Allura Red has been heavily studied by food safety groups in North America and Europe, and remains in wide use. However, chronic exposure to the dye has been shown to increase susceptibility to bowel disorders in mice. The dye has also been shown to damage the DNA of and cause colonic inflammation in mice.

The UK's Food Standards Agency commissioned a study of six food dyes, dubbed the "Southampton 6" (tartrazine, Allura Red, Ponceau 4R, Quinoline Yellow, sunset yellow, carmoisine), and sodium benzoate (a preservative) on children in the general population, who consumed them in beverages. The study found "a possible link between the consumption of these artificial colours and a sodium benzoate preservative and increased hyperactivity" in the children; the advisory committee to the FSA that evaluated the study also determined that because of study limitations, the results could not be extrapolated to the general population, and further testing was recommended.

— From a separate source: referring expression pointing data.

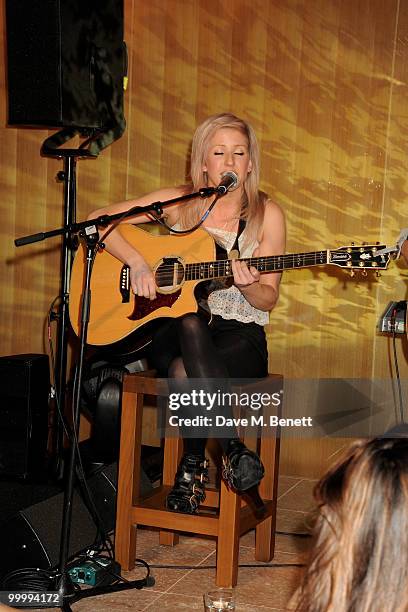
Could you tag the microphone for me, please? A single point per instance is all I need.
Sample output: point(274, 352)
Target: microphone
point(229, 181)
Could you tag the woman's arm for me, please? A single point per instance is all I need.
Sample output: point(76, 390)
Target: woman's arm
point(262, 290)
point(141, 276)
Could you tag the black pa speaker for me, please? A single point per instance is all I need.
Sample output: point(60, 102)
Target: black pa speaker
point(66, 62)
point(24, 391)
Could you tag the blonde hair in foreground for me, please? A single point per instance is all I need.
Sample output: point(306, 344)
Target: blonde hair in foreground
point(359, 561)
point(252, 206)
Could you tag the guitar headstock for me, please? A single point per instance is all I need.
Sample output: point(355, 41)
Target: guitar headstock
point(363, 257)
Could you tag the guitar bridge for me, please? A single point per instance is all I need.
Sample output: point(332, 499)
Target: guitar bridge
point(124, 284)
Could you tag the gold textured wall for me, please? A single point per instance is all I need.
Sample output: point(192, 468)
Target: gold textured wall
point(324, 83)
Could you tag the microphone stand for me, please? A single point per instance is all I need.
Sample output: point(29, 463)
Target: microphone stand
point(88, 231)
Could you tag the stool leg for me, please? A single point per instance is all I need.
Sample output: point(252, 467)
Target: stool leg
point(228, 538)
point(128, 477)
point(268, 489)
point(172, 454)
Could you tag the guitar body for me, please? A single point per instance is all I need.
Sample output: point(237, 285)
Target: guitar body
point(115, 311)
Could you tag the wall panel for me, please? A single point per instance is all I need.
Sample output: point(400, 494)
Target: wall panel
point(324, 83)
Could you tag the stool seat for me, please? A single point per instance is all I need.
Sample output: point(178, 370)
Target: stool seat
point(224, 514)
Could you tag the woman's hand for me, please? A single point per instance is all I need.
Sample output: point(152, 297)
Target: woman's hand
point(142, 280)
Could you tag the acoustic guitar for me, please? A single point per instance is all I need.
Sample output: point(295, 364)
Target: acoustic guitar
point(179, 264)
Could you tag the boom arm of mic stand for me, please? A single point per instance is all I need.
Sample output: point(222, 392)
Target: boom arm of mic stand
point(104, 220)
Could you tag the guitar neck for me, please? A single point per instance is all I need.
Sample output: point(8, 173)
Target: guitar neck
point(274, 263)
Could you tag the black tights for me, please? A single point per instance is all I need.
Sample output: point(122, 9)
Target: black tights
point(188, 348)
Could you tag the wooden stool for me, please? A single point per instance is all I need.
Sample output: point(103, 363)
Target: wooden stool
point(232, 517)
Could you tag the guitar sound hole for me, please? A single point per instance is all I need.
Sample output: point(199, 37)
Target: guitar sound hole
point(170, 273)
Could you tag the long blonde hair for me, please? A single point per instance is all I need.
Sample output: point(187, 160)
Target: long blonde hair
point(359, 562)
point(253, 202)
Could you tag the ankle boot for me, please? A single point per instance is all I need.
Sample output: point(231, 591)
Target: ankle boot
point(242, 472)
point(189, 485)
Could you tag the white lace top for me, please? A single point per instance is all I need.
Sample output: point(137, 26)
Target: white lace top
point(230, 303)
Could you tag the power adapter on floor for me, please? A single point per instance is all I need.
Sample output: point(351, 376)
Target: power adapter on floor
point(98, 571)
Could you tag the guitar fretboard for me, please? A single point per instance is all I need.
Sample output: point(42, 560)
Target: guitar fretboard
point(275, 263)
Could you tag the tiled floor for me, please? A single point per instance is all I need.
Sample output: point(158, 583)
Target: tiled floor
point(259, 588)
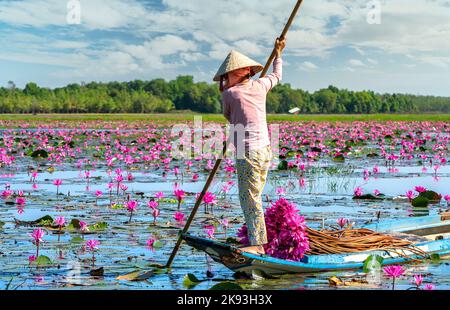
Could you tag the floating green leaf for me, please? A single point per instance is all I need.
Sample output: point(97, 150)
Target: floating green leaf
point(42, 260)
point(283, 165)
point(137, 275)
point(368, 197)
point(190, 280)
point(98, 226)
point(46, 220)
point(157, 244)
point(39, 154)
point(435, 258)
point(430, 195)
point(339, 158)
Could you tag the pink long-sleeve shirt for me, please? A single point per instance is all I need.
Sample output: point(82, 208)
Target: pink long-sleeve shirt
point(245, 103)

The European Food Safety Authority (EFSA), with a stronger emphasis on the precautionary principle (requiring proof that a substance is safe before allowing it in food), required labelling and temporarily reduced the acceptable daily intake (ADI) for the food colorings; the UK FSA called for voluntary withdrawal of the colorings by food manufacturers. However, in 2009, the EFSA re-evaluated the data at hand and determined that "the available scientific evidence does not substantiate a link between the color additives and behavioral effects", and in 2014, after further review of the data, the EFSA restored the prior ADI levels. In 2015, the EFSA found that the exposure estimates did not exceed the ADI of 7 mg/kg per day in any population. However, the EU now requires that all products containing synthetic food dyes display a label reading "may have an adverse effect on activity and attention in children".

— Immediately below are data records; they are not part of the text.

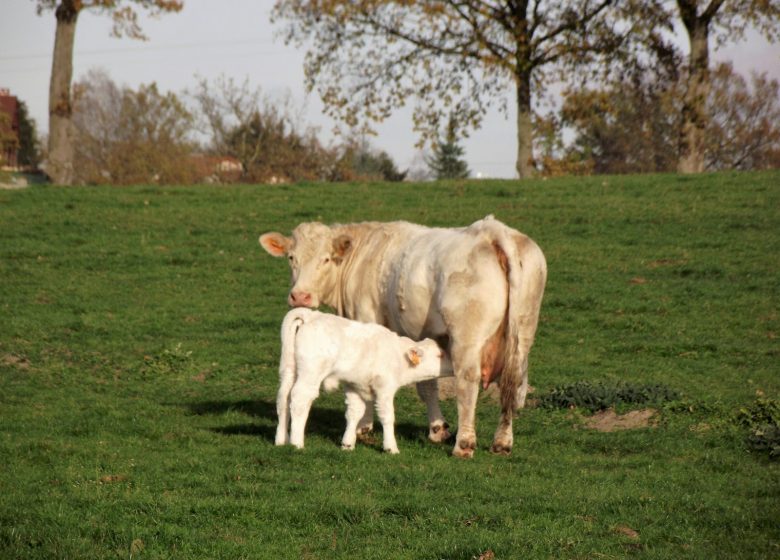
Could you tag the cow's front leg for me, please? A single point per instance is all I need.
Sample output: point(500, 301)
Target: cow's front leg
point(356, 408)
point(438, 429)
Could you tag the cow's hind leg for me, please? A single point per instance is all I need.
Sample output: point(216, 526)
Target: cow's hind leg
point(438, 429)
point(466, 363)
point(511, 395)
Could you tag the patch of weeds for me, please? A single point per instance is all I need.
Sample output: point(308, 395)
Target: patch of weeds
point(762, 420)
point(173, 361)
point(601, 396)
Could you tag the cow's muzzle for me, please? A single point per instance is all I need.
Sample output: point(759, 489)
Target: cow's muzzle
point(299, 298)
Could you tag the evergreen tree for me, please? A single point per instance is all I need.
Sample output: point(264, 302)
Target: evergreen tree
point(446, 162)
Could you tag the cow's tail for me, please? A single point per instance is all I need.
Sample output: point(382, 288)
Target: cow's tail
point(526, 275)
point(290, 325)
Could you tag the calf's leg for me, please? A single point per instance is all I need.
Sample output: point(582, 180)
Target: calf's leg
point(286, 380)
point(438, 429)
point(300, 404)
point(356, 409)
point(386, 412)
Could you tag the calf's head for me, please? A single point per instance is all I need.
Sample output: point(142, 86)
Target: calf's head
point(315, 253)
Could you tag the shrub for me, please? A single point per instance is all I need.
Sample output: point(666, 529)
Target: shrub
point(762, 421)
point(600, 396)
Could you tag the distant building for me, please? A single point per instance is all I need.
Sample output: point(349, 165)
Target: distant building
point(9, 129)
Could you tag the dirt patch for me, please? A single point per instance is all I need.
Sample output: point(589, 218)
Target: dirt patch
point(610, 421)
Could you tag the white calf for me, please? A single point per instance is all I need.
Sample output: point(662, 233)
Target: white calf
point(372, 362)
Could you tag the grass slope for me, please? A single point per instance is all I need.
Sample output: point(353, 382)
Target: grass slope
point(139, 347)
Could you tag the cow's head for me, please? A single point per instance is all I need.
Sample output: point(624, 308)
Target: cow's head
point(315, 253)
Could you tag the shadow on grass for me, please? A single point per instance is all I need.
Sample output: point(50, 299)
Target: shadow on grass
point(325, 422)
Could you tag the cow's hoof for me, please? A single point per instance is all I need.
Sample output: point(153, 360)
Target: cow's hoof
point(464, 449)
point(501, 449)
point(439, 433)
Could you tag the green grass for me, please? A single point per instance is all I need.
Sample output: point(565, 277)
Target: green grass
point(139, 348)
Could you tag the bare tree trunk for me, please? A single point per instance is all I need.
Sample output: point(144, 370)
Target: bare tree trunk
point(59, 167)
point(694, 110)
point(525, 132)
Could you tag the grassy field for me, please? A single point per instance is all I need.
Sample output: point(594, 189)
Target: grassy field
point(139, 348)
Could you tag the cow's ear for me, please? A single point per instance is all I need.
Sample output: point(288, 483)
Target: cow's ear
point(342, 245)
point(275, 243)
point(414, 355)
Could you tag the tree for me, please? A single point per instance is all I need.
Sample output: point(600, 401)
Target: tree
point(631, 126)
point(744, 127)
point(124, 136)
point(446, 162)
point(722, 21)
point(9, 140)
point(628, 125)
point(60, 153)
point(359, 161)
point(265, 136)
point(29, 145)
point(368, 57)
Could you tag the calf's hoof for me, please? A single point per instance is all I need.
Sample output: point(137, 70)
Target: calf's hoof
point(501, 449)
point(365, 433)
point(464, 449)
point(439, 433)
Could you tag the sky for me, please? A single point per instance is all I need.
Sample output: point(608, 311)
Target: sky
point(235, 39)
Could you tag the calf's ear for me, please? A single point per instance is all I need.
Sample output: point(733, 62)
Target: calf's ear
point(414, 355)
point(342, 245)
point(275, 243)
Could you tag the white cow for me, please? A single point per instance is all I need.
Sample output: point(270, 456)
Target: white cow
point(370, 360)
point(476, 290)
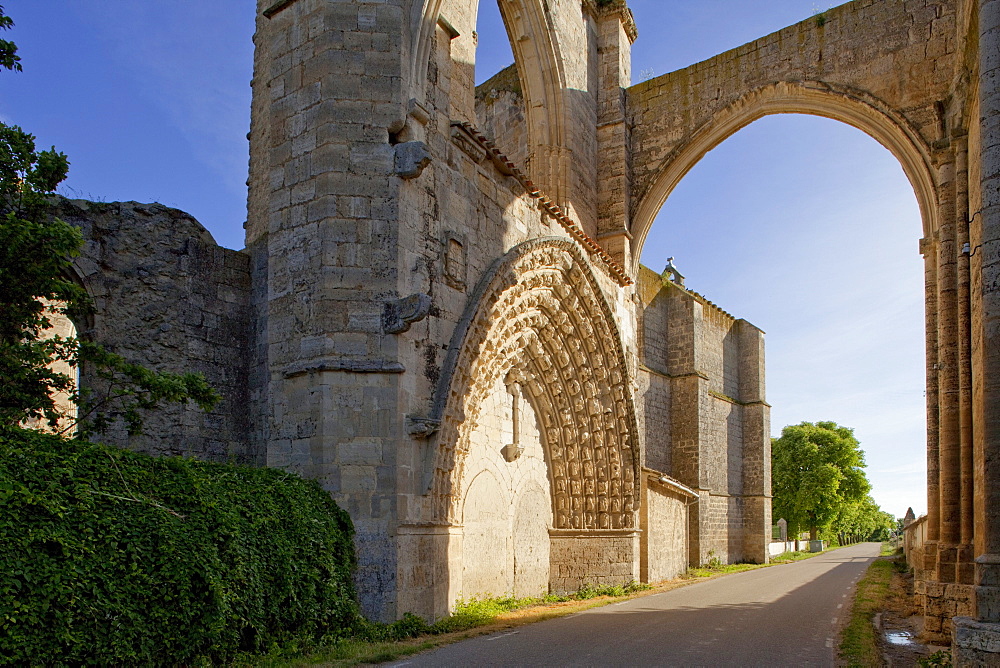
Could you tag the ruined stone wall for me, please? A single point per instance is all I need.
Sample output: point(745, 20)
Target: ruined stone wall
point(500, 114)
point(167, 297)
point(703, 416)
point(665, 540)
point(507, 510)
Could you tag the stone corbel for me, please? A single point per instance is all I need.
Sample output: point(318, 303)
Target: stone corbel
point(399, 314)
point(411, 159)
point(421, 427)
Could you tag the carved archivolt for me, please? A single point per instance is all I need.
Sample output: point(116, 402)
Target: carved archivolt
point(542, 316)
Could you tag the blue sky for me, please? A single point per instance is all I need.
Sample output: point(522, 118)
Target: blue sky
point(804, 226)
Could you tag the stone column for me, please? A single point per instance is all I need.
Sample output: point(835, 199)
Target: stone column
point(756, 445)
point(615, 34)
point(323, 211)
point(977, 641)
point(948, 427)
point(688, 384)
point(965, 567)
point(928, 248)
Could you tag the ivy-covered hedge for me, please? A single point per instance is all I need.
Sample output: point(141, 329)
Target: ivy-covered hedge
point(112, 557)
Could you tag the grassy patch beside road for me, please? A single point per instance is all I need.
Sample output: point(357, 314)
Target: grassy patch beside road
point(859, 645)
point(483, 617)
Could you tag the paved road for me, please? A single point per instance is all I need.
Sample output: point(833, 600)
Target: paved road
point(781, 616)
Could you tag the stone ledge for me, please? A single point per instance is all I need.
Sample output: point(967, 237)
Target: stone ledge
point(347, 365)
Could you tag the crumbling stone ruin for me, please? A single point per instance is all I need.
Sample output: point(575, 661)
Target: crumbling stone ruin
point(440, 315)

In contrast, the US GRAS policy does not include color additives and must be dealt with separately. The US FDA did not make changes following the publication of the Southampton study. Following a citizen petition filed by the Center for Science in the Public Interest in 2008, requesting the FDA ban several food additives, the FDA commenced a review of the available evidence but found no evidence to justify changes.

Allura Red AC has previously been banned in Denmark, Belgium, France, Germany, Austria, Switzerland, and Sweden. This changed in 2008, when the EU adopted a common framework for authorizing food additives, under which Allura Red AC is not currently banned. In Norway and Iceland, it was banned between 1978 and 2001, a period in which azo dyes were only legally used in alcoholic beverages and some fish products.

In September 2024, California banned the inclusion of Allura Red AC, along with five other artificial dyes, in food served in the state's public schools.

In April 2025, the US FDA announced a plan to encourage companies to voluntarily phase out Allura Red AC along with other petroleum-based dyes by the end of the year as part of Robert F. Kennedy Jr.'s Make America Healthy Again initiative. The FDA has compiled a spreadsheet of companies who have pledged to remove petroleum based dyes from their products.